From fdc9242bc1f16677f6d688e8c12910593aa0efc7 Mon Sep 17 00:00:00 2001
From: Richard Liaw <rliaw@berkeley.edu>
Date: Wed, 17 Jun 2020 19:42:53 -0700
Subject: [PATCH] small-changes

---
 spacy/cli/ray_param_server.py  | 11 +++++++----
 spacy/cli/ray_utils.py         |  2 +-
 spacy/cli/train_from_config.py | 36 ++++++++++++++++++++++------------
 3 files changed, 31 insertions(+), 18 deletions(-)

diff --git a/spacy/cli/ray_param_server.py b/spacy/cli/ray_param_server.py
index cf042859b..af502a3b0 100644
--- a/spacy/cli/ray_param_server.py
+++ b/spacy/cli/ray_param_server.py
@@ -5,11 +5,13 @@ from wasabi import msg
 from .. import util
 
 class OptimizerWorker:
-    def __init__(self, config_path):
+    def __init__(self, config_path, world_size, sync=True):
         self.optimizer = _create_optimizer(config_path)

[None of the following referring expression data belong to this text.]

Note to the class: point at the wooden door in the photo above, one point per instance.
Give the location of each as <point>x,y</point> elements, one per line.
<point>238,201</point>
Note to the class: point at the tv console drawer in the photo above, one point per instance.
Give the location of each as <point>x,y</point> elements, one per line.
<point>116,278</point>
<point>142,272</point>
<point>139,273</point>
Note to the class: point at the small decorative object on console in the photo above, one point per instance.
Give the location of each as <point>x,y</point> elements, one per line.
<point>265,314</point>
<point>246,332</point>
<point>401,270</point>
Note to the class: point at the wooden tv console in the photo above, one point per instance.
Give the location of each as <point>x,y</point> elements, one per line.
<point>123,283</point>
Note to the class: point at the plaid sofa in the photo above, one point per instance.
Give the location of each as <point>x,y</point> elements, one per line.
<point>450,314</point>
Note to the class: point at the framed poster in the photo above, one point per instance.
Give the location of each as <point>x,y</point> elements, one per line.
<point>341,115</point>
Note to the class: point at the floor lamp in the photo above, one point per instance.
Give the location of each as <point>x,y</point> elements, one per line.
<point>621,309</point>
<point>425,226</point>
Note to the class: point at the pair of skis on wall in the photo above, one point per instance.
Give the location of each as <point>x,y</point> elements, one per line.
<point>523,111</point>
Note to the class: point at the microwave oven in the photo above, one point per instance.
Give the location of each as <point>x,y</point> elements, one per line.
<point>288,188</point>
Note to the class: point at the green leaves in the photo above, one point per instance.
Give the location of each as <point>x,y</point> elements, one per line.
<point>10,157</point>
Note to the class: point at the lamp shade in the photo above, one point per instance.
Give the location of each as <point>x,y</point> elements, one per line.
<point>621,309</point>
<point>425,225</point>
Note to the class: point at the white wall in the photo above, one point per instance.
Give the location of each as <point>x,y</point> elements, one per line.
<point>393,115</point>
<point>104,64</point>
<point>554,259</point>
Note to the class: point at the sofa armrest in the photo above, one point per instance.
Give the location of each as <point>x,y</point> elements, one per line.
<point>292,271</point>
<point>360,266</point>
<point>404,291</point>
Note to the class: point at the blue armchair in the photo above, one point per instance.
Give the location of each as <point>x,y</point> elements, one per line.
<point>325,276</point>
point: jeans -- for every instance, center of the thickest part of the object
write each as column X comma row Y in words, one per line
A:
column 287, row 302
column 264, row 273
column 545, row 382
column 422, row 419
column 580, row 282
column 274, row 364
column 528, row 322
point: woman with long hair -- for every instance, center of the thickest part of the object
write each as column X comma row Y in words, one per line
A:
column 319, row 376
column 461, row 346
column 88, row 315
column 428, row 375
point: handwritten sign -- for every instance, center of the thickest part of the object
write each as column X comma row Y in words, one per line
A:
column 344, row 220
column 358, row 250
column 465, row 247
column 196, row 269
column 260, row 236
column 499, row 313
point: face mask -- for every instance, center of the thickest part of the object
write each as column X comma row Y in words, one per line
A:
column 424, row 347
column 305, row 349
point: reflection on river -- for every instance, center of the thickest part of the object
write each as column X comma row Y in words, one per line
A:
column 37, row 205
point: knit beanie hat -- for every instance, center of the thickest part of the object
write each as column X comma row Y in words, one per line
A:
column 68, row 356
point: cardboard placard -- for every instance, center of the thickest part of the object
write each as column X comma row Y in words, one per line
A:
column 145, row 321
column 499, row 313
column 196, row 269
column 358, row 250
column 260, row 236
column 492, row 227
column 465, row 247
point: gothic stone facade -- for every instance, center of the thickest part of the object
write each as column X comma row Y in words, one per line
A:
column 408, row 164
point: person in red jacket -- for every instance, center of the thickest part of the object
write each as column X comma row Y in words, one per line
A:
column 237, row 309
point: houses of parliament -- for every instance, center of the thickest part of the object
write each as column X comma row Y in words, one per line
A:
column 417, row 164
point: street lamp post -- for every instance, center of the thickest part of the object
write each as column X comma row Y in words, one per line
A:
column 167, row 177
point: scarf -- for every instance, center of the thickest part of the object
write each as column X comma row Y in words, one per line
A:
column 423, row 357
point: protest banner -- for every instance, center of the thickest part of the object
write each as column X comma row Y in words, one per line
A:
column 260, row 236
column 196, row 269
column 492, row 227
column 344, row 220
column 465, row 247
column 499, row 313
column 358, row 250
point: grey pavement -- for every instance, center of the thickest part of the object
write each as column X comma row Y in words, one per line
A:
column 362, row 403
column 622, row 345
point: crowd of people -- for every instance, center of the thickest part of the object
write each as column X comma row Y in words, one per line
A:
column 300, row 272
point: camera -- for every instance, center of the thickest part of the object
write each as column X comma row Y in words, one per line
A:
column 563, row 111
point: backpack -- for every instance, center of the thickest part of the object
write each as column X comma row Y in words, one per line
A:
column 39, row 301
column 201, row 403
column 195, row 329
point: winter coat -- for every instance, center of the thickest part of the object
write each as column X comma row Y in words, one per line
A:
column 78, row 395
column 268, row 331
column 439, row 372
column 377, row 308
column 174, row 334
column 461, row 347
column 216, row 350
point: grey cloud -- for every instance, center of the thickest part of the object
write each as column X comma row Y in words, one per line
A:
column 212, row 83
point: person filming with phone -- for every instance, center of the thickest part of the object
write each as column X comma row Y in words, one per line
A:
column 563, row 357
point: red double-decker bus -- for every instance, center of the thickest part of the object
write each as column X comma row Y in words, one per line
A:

         self.weights_dict = {}
+        self.world_size = world_size
+        self.sync = sync
 
-    def call(self, key, weights, gradient, *, lr_scale=1.0):
+    def call(self, rank, key, weights, gradient, *, lr_scale=1.0):
         if key not in self.weights_dict:
             self.weights_dict[key] = weights.copy()
         new_weights, new_grads = self.optimizer(
@@ -26,18 +28,19 @@ class OptimizerWorker:
 class RayOptimizer:
     local_optimizer = None
 
-    def __init__(self, config_path, use_gpu):
+    def __init__(self, config_path, use_gpu, rank):
         RemoteOptimizer = ray.remote(OptimizerWorker)
         if use_gpu >= 0:
             RemoteOptimizer = RemoteOptimizer.options(num_gpus=0.1)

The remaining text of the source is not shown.